NearForm never pitched itself as a government partner on contact tracing — instead, it was approached by the Irish Health Service Executive (HSE) in March, Harte said.
"We were very keen to help, so this kind of kicked off over a weekend in mid-March. We put a team together and within the first 24 hours we went back with designs," he said. A day later, the app had a development team, and three days later, a working prototype.
That prototype showed how the app would look to users, but NearForm still had to actually build the crucial contact-tracing tech.
It set up a team to look at how the app could harness Bluetooth. Like many contact-tracing apps, COVID Tracker makes phones use Bluetooth to send out signals, searching for nearby phones with the app downloaded. These signals produce a log of contacts — if one user tests positive for the virus and is asked by the HSE to upload their log, others users are alerted through the app.
Bluetooth was a problem, particularly with iPhones, which normally won't send Bluetooth signals if an app is running in the background. The HSE set up calls with Apple, and soon afterwards, Apple and Google announced they would release an API for contact-tracing apps — basically, a standardized framework app developers could use.
The Google-Apple "exposure notification" API was rolled out to developers on May 20.
It turned the team's plans upside-down. NearForm's app was based on a centralized model, which pools user data externally so it can be examined by authorities. "There are some advantages to the centralized model, you get a lot more useful information from an epidemiological perspective," said Harte.
But Apple and Google were clear: If authorities wanted to use their API, they had to build decentralized apps, where the data remains on the users' phone. This would preserve user privacy, the firms said.
Harte said the Bluetooth limitations and the privacy argument made the decision to switch straightforward for the HSE. "From a technical perspective and a privacy perspective, it goes down better with the public," he said. "We'd kind of hit [a] brick wall with Bluetooth technology."
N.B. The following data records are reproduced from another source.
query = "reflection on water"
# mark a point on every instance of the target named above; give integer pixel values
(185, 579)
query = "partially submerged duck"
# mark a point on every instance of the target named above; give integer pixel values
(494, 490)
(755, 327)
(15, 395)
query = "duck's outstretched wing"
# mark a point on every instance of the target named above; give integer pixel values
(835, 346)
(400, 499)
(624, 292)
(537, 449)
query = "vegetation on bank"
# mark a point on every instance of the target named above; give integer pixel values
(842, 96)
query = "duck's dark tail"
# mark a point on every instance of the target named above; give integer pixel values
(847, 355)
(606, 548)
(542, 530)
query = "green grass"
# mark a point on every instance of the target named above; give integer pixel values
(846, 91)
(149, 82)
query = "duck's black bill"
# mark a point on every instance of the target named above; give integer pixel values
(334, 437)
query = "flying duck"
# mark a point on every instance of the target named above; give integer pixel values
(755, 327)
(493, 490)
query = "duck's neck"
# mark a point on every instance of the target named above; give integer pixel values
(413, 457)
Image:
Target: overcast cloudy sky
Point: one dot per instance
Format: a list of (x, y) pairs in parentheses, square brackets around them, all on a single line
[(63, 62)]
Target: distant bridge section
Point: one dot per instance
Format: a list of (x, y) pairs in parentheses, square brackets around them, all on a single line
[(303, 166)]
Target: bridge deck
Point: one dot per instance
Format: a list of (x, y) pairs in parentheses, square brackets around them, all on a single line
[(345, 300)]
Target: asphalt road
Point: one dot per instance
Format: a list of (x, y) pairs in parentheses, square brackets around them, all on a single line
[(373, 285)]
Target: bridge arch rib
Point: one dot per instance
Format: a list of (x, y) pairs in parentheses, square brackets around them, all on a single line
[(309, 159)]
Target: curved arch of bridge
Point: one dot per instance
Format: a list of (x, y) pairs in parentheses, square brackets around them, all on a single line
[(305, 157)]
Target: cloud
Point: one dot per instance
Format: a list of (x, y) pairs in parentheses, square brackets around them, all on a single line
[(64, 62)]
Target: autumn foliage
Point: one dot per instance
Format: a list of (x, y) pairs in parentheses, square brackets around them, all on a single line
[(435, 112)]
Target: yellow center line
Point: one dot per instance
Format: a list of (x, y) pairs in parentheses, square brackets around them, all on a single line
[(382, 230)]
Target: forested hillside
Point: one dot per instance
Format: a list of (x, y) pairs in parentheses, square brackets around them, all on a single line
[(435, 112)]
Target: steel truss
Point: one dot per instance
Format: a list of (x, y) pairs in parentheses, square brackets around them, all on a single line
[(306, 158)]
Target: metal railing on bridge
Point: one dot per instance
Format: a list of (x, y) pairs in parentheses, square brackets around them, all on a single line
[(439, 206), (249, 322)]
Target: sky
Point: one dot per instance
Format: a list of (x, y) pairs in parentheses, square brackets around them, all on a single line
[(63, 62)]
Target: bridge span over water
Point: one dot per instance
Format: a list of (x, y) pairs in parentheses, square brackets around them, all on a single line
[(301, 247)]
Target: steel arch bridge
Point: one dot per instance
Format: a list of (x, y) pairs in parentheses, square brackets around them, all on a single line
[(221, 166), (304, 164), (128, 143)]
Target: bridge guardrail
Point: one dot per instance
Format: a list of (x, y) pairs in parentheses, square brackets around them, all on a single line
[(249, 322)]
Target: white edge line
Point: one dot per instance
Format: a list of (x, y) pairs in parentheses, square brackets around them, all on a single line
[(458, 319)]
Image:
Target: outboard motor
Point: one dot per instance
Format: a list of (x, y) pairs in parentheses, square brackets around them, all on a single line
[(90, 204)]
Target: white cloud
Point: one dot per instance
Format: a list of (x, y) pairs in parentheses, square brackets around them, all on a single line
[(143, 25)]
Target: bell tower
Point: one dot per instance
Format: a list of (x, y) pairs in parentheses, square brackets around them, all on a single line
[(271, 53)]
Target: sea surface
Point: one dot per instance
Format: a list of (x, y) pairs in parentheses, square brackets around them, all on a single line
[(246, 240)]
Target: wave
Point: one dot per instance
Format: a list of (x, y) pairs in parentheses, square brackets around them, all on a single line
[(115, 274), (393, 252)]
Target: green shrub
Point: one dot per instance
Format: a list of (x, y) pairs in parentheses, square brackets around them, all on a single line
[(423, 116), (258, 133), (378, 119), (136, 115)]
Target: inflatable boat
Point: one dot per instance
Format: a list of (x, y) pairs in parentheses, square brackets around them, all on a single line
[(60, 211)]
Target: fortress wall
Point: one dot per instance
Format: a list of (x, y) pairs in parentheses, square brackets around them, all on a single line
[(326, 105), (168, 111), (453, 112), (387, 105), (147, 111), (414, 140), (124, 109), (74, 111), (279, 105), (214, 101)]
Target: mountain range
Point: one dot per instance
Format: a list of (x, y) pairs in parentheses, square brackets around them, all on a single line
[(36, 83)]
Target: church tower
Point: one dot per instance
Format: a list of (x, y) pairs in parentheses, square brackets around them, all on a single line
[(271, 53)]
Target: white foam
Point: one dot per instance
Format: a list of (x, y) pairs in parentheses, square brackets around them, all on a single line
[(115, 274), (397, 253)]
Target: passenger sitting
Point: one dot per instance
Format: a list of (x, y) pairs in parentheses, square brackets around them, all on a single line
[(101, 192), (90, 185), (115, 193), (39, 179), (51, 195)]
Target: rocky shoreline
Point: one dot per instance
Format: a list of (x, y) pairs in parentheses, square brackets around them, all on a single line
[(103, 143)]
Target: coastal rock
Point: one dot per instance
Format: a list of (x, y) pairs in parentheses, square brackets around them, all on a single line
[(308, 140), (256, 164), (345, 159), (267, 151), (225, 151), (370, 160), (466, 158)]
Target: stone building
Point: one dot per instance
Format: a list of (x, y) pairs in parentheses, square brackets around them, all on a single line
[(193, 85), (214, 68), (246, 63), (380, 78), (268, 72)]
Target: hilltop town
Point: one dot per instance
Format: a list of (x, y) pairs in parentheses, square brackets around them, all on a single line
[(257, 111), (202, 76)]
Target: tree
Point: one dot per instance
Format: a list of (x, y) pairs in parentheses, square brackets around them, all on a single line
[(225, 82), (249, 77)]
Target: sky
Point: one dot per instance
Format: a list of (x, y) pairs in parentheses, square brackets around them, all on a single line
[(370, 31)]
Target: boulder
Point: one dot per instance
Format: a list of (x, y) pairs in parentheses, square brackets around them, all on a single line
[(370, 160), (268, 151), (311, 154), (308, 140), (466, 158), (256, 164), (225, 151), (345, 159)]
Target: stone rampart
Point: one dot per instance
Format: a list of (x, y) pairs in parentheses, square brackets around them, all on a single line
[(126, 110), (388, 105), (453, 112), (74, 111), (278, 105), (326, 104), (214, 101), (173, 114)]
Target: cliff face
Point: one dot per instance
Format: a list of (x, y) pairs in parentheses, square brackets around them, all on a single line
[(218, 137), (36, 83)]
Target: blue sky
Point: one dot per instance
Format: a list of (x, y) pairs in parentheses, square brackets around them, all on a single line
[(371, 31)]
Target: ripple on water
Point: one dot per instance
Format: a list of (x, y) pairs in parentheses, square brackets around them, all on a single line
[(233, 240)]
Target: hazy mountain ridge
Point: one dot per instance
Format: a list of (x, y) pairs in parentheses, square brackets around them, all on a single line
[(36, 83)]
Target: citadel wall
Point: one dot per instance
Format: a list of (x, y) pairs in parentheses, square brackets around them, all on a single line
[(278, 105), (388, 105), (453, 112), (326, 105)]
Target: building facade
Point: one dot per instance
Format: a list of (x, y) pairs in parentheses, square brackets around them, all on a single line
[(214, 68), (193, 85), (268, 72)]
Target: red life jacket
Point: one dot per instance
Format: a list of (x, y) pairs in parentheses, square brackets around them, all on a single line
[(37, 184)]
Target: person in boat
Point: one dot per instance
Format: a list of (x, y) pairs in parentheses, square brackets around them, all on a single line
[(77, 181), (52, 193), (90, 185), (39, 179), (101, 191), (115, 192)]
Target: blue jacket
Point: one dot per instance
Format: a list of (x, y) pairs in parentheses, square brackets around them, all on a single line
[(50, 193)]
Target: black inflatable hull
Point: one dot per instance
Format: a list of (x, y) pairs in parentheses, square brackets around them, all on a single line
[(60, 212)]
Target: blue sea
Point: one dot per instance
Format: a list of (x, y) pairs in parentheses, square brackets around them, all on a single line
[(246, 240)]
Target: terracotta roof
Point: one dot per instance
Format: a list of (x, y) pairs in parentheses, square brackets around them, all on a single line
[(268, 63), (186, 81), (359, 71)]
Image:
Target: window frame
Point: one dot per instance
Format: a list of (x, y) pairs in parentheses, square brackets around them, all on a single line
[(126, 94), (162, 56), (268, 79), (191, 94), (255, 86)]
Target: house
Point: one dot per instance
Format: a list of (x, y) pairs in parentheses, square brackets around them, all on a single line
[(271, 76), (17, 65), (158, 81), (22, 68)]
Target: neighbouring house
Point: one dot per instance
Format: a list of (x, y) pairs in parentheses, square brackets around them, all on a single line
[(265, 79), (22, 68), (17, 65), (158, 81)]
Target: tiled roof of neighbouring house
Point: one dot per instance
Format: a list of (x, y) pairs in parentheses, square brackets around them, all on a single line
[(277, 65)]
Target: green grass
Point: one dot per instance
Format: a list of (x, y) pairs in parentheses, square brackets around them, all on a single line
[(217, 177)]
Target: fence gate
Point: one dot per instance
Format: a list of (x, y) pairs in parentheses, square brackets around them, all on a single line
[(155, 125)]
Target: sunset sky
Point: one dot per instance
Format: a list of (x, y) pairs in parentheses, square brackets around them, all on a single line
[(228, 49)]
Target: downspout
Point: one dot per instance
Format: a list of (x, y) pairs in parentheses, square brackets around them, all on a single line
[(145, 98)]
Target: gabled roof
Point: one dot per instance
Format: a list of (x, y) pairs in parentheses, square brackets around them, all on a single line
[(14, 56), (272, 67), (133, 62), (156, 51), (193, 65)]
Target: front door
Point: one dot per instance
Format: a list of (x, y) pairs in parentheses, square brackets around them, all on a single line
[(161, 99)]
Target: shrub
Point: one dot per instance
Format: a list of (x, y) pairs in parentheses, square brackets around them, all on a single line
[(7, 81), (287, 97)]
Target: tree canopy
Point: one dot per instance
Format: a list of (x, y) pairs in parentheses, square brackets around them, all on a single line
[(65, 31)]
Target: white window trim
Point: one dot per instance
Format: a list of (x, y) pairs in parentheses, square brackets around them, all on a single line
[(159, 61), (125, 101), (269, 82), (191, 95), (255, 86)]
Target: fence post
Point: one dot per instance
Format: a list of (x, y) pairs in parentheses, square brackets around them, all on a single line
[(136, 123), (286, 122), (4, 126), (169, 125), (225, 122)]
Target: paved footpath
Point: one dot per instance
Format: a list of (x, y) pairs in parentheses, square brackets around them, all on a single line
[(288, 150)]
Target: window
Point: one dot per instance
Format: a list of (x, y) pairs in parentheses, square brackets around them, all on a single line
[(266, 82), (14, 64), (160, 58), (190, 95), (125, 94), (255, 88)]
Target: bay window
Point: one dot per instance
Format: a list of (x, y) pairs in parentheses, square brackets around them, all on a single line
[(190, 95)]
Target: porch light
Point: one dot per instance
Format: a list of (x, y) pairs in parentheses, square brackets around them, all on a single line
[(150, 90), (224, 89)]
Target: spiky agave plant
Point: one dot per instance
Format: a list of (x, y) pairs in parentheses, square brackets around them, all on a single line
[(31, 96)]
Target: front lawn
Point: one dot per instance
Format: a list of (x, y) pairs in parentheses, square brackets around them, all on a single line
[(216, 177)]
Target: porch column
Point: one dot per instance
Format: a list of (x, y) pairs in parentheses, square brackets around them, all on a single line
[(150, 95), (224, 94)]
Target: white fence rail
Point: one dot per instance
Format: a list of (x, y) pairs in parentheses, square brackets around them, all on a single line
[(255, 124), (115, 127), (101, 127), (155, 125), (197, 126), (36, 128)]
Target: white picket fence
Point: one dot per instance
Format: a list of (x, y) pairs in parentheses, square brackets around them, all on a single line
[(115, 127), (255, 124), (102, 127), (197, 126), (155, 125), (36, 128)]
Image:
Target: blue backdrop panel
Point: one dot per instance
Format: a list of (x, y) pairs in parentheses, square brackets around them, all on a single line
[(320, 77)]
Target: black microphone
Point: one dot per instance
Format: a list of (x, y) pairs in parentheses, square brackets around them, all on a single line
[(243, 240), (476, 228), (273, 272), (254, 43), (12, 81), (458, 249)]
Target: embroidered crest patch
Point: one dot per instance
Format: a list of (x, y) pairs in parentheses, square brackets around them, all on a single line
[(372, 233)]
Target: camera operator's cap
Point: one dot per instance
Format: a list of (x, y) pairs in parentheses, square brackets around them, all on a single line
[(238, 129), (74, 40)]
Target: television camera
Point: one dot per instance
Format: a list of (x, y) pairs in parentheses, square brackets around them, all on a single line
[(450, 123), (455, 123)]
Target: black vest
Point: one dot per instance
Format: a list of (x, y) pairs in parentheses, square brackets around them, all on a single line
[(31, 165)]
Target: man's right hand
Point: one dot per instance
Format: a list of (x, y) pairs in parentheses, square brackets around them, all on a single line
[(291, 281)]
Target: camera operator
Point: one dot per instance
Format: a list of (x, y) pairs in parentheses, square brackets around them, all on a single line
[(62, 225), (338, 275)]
Having Apple and Google shoulder some of the technical burden was a bonus. "It made a lot of sense because otherwise you were going to have to invest a lot of time and effort to try and get that better," he said.
In its first two weeks, the app has already been used to detect positive cases of the virus, Fran Thompson, chief information officer at the HSE, told Business Insider in a statement. Harte said it's still too early to tell how much impact the app will have on curbing the spread of the virus, but even if it detects only a small number of cases, that's better than nothing, he said.
Out of Ireland's population of 4.9 million, 25,800 people have so far tested positive for the coronavirus, of whom 1,753 are confirmed to have died, per the World Health Organization.
"Any impact this has is beneficial, so if it breaks even a handful of transmission chains it's been of benefit," Harte said.